July 21, 2013

Day 8 (skeletons haunting)

It was on a date, years ago, that I first heard about Sossusvlei and the red sand dunes of Namibia. 


It was the awkward phase where you just throw all of your conversational spaghetti at the wall to see what sticks.  So when he said he wanted to go to Namibia to see the famous dunes, I said, "Me too!"  Because, a.) it seemed like the correct response, and b.) those dunes sounded awesome, so why not?  

It's a conversation and person I hadn't thought about in years (a desire to visit Sossusvlei and a mutual friend being the only two things we had in common), but came back to me when we started driving through the Namib Desert.  

Namib Dessert, oldest in the world

We arrived first thing in the morning, just after sunrise, following a night of uncharacteristically warm winds.  The ridges and valleys of the dunes point North to South and never change, either in direction or location, due to a plant that holds the the sand in place.  Because of this permanence, each dune can be identified by name or number, recognizable year by year, decade by decade.  Dune 45 is the one open to the public, and thus the one we ascended that early morning.  

Atop Dune 45

Walking the ridge

The long way down

And I though, "I made it!"  Which was followed by the thought, "I bet I beat that guy here!"  Which was followed by the thought, "Should I try to be less competitive?"  Which was followed by the thought, "Given my reputation for being overly-intense during bus trivia quizzes, probably."  Which was followed by the thought, "Eh, that sounds like work and I'm more-or-less OK with myself as is, so let's just forget this one-sided conversation and move on with life."

So, moving on.  

Climbing the spine of the dune felt precarious, as though a misstep could send you sliding and tumbling all the way back down, Jack and Jill style.  Which is close to what happened anyway.  After an hour or so of playing in the sand, above the world, we descended in a helter-skelter race down the face of the dune. 

Super Dune Race 45!

Pouring the sand from my shoes

After emptying the desert from my shoes and leaving Dune 45, we continued on to Dead Vlei, which roughly means, "the place where water goes to die."  

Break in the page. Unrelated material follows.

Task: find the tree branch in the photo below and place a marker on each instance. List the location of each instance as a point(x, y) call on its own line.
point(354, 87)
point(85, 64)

Dead Vlei is a patch of limestone amidst the tallest dunes in the world, where the Tsauchab River used to drain, way back when.  But it dried out so quickly and thoroughly that there isn't even enough moisture for normal decomposition.  That means that the trees that used to live in the marsh have been desiccated to the point of near-complete preservation.  Timber skeletons haunting an anti-oasis.  A beautiful graveyard.  

And if you're a better photographer than I, then you can see them like this.  

These Sossusvlei pictures are some of my favorites from the entire trip, and perusing through them, I was delighted to see this:

Where did that hat come from?

I had no idea at the time that I was capturing a hat-in-flight, and the sun-glare was so intense that I often couldn't see my camera display anyway.  Perhaps the hat was thinking, "Screw these thousands of kilometers riding on a bus- I'm BREAKING FREE!"

Or perhaps someone was trying to catch a shovel-snouted lizard.  

Photo credit: Irina Chernetskaya
Lizard-catching credit: Mat Dry

Shovel-snouted lizards are endemic to the Namib Desert, and they do a thermal "dance" across the sand to avoid scorching themselves on the burning terrain.  When they see predators (birds) flying above, they dive shovel-snout first into the sand.  And that's how you catch them.  They run to fast to snatch, but if you toss a hat in the air, they'll stop running and burrow several inches into the sand from where you can easily scoop them up.  

Who ever knows what you'll find lurking in those places you discussed so many years ago?